Post
Topic
Board Bitcoin Discussion
Re: Why is bitcoin proof of work parallelizable ?
by
DeathAndTaxes
on 04/10/2011, 22:51:19 UTC
It is possible to design a proof-of-work scheme where being part of a pool doesn't provide any (or negligible) advantage, aside from the benefit of having a more predictable revenue stream.  Perhaps that's what the OP is wondering about.

THAT IS THE ONLY ADVANTAGE POOLS HAVE NOW.

Each miner in the pool is working Independently. A pool with 1000 miners has absolutely no advantage over a pool with 10 or a solo miner (1). At its most basic level a pool is simply an agreement to "share" the reward.  No work gets shared, only the reward.    If a pool of 10,000 miners mines 5 million shares and then one miner finds the solution.  Essentially the other 9,999 miners did ABSOLUTELY nothing.  One miner solved the entire problem ALL BY HIMSELF.

However there is huge volatility in mining yourself (due to the high reward and low chance of "winning").   A pool normalizes the results (smaller reward, higher chance of winning) but the expected value is the same.


The protocols of the pool (i.e. checking low difficulty shares, rpc, etc) merely exist to keep people honest.  The simplest pool requires no protocols just trust.

Me and 4 friends (all with exactly the same hardware) all hash independently.  If one of us "wins" we split the prize 5 ways.  Expected value is exactly the same but volatility has decreased.   Now as pool gets larger the risk of cheating gets higher so pools implement protocols and procedures to ensure "fairness".
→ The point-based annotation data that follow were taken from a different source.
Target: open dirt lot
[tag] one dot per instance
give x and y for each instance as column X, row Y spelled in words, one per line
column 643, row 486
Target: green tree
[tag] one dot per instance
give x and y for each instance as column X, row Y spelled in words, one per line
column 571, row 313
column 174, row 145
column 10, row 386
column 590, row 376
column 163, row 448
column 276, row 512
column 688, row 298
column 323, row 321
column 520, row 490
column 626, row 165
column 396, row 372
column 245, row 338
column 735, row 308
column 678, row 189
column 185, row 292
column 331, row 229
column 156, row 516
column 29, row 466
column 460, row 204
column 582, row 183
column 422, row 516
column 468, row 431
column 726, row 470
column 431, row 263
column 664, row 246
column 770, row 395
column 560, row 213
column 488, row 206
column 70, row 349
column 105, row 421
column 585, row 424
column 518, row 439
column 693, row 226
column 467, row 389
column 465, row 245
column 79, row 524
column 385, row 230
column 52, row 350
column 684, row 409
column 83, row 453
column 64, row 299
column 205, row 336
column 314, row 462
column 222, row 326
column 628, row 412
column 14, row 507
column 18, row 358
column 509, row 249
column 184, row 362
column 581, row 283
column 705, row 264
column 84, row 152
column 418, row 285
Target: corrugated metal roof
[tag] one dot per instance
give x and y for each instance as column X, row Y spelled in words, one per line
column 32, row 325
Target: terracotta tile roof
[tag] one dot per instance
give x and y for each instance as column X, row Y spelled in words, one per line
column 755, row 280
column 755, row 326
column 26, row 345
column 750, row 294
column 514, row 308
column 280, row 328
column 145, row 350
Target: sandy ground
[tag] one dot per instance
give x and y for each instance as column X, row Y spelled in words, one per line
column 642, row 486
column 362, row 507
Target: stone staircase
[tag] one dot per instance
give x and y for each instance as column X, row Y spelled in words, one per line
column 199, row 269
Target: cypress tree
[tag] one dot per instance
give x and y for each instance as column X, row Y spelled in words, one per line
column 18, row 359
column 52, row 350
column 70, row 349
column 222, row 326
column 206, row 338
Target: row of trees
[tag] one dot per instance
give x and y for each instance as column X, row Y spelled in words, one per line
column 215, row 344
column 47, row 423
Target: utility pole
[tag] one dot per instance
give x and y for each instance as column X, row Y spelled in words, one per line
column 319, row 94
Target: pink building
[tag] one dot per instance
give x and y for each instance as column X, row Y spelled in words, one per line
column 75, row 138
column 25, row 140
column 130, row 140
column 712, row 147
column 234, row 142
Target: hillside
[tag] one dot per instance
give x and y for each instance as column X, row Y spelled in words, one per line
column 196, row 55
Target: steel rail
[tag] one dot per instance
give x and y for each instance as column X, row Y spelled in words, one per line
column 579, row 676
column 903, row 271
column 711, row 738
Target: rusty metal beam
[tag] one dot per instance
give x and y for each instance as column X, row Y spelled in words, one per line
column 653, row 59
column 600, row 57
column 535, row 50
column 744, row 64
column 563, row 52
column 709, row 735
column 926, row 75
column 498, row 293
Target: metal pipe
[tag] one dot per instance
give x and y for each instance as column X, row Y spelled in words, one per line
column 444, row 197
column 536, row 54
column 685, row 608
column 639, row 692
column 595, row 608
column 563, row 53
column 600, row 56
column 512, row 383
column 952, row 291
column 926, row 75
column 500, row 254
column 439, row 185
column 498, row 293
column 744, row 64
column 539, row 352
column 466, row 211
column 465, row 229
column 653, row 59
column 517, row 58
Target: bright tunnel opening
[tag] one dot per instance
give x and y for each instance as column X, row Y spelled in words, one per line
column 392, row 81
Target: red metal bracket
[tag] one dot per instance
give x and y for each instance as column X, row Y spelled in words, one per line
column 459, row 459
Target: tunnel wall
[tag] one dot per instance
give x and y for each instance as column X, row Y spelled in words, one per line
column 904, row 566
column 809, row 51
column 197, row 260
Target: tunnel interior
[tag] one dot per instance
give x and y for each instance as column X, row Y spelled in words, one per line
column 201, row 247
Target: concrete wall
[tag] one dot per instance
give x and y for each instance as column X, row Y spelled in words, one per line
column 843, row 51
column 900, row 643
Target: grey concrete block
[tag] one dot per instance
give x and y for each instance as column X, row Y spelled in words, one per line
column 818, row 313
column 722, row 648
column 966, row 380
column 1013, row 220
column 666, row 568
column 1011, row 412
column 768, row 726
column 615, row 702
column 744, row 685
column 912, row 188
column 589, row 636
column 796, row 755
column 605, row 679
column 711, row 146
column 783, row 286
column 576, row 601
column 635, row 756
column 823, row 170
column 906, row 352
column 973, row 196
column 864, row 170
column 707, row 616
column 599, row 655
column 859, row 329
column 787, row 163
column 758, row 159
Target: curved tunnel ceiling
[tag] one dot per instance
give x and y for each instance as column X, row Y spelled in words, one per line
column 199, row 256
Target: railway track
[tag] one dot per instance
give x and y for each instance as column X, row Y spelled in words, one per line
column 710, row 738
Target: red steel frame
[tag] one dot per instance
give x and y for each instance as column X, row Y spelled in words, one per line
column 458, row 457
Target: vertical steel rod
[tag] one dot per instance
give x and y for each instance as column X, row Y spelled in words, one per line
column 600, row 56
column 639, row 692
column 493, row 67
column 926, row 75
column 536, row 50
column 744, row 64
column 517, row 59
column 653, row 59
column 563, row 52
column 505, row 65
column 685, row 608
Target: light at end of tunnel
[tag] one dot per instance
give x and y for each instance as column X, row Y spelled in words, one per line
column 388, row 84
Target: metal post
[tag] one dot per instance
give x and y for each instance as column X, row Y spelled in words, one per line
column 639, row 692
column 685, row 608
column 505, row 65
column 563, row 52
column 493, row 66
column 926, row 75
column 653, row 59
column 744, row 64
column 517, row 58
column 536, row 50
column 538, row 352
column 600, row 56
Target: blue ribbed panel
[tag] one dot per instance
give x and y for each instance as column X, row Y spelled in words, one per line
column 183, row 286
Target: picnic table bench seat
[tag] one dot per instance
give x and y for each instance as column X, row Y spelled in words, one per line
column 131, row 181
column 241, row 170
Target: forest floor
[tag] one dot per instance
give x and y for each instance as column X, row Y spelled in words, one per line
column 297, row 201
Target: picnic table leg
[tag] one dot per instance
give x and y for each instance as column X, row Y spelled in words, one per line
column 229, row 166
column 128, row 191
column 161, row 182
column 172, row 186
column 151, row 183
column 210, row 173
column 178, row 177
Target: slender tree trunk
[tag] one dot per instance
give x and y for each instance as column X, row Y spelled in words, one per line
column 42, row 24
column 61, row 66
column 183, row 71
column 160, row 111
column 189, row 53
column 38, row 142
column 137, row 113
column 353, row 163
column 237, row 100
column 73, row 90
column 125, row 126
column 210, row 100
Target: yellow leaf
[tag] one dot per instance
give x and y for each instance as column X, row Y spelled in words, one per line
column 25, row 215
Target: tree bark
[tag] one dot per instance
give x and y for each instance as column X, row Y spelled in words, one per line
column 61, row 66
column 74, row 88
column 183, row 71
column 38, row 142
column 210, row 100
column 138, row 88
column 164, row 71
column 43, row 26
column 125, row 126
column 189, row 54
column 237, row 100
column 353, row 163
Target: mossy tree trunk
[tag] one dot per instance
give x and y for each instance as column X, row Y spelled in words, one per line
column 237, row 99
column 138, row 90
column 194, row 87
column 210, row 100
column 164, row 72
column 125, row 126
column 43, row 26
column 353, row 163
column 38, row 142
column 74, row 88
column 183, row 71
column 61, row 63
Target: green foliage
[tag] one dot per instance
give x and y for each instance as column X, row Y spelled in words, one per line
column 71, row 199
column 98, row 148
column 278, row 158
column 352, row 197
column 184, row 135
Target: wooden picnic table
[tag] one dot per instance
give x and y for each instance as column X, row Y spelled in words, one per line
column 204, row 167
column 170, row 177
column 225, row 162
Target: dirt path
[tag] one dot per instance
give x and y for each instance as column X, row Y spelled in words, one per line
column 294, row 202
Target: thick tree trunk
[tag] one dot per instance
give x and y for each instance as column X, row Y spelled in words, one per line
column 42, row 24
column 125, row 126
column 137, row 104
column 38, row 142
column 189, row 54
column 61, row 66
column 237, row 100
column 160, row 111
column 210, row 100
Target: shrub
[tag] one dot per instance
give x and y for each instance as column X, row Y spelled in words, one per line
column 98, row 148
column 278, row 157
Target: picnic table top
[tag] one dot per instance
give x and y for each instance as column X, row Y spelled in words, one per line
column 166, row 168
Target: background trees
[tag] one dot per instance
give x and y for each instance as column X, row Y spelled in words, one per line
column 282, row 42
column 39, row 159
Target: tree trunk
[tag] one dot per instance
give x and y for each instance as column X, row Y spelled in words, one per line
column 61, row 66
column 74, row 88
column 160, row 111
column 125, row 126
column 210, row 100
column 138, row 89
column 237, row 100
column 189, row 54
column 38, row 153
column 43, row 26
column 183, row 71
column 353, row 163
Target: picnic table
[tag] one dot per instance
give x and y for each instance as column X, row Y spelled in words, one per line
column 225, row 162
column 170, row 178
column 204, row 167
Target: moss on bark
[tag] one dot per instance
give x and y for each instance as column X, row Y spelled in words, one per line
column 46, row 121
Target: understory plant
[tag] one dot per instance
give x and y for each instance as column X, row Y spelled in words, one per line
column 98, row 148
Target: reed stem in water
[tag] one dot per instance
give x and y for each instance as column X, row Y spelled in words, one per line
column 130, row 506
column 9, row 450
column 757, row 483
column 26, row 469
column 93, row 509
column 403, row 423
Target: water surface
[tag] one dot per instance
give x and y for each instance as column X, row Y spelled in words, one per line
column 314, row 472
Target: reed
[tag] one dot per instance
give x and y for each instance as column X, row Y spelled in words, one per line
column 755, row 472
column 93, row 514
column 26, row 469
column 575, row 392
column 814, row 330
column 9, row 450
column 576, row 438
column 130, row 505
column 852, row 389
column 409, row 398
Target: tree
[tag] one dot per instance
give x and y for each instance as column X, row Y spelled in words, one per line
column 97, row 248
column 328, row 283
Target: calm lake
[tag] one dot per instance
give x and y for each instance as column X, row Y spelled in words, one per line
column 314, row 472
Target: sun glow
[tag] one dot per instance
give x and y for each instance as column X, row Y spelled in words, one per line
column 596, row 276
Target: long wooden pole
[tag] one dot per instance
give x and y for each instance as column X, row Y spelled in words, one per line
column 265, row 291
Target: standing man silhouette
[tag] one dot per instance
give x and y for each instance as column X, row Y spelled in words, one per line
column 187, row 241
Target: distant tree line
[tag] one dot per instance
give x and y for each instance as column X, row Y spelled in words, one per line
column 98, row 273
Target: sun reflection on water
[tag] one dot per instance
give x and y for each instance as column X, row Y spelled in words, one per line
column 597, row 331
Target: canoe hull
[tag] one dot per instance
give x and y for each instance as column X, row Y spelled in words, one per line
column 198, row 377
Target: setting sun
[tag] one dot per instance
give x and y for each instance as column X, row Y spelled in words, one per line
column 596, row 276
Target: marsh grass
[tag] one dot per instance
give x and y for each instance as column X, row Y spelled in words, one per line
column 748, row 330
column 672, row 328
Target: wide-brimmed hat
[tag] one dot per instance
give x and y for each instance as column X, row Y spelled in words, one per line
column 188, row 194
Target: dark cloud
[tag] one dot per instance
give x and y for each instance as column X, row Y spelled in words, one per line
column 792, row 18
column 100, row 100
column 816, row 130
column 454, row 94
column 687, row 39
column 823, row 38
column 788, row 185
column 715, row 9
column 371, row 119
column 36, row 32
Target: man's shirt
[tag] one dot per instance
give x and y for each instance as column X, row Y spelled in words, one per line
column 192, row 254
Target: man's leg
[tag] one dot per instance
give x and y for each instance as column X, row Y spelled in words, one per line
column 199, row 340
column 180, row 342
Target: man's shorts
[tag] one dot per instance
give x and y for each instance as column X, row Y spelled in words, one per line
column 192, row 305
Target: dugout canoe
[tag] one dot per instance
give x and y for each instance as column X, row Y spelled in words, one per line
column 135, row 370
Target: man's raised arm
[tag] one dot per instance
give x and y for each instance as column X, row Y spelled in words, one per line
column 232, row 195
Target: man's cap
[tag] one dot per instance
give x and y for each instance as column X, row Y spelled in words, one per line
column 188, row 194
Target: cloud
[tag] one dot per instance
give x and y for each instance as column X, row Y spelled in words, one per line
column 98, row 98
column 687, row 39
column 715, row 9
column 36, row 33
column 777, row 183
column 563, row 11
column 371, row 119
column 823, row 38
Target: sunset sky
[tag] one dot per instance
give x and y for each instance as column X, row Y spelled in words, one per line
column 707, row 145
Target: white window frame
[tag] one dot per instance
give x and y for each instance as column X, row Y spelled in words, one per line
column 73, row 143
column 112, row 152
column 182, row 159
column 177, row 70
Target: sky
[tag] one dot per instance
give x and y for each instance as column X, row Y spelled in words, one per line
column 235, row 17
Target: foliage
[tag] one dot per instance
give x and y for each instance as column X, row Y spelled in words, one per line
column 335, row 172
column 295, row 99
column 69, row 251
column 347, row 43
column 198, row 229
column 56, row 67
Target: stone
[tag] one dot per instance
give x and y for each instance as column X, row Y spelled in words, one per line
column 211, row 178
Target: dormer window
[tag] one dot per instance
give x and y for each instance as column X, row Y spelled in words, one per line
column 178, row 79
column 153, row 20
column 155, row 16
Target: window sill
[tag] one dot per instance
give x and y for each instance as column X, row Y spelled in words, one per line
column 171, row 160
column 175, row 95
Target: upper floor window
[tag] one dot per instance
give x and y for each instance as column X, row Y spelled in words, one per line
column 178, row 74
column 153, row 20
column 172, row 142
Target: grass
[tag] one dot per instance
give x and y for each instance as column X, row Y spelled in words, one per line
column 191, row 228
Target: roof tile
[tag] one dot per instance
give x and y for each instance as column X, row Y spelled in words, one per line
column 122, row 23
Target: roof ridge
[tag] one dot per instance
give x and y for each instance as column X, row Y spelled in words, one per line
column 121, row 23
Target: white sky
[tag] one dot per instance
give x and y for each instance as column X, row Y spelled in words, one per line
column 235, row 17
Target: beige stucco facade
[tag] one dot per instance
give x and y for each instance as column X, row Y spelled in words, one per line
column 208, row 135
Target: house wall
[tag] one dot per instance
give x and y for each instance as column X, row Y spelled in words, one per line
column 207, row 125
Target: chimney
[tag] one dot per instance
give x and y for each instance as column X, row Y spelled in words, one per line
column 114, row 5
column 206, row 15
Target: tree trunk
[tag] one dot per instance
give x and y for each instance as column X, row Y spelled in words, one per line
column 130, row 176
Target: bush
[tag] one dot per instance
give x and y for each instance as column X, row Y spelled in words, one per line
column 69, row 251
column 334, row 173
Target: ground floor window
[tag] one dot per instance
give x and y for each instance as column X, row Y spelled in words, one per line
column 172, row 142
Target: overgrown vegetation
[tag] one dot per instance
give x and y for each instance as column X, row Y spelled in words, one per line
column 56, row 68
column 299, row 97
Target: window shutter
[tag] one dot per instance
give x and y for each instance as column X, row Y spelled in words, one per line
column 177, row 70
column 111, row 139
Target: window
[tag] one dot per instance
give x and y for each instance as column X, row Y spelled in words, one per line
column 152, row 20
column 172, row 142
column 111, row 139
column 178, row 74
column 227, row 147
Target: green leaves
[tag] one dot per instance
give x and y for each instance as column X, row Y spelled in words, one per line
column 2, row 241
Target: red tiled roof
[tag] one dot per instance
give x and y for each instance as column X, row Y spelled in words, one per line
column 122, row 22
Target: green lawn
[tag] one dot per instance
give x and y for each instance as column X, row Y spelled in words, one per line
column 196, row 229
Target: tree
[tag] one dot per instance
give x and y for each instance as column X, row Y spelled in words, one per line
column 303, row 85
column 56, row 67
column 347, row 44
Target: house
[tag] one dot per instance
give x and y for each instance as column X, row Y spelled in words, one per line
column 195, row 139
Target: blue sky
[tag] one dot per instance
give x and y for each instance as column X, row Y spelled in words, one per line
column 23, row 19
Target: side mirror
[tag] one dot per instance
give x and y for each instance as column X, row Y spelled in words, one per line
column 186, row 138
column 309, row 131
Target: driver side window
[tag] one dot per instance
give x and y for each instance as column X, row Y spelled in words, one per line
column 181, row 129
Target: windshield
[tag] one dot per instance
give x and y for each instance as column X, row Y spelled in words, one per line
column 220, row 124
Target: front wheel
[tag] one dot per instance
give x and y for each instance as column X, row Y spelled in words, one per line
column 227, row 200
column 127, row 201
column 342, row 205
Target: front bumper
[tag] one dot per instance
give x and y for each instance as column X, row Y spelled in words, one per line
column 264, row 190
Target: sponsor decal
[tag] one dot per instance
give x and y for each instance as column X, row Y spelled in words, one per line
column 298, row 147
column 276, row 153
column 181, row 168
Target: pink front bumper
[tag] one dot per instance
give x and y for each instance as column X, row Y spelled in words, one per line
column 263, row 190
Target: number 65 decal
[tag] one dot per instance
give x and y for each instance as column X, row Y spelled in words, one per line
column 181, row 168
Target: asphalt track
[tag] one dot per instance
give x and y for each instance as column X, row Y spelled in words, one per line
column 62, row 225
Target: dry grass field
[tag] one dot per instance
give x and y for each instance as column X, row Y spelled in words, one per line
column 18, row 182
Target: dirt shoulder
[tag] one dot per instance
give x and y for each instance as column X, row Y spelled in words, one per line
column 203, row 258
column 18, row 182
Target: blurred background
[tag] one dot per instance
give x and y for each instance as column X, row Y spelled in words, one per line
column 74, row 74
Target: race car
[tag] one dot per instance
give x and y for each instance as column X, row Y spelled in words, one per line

So back to the OP point.  Please provide an example where the reward can't be shared by a pool.   You can't.  Even if the work is completely non-parallizable the reward certainly can be via INDEPENDENT actors sharing the reward via mutual agreement.

So what exactly would a non-parallelizable solution solve?  Of course the fastest miner would always win the non-parallelizable solution.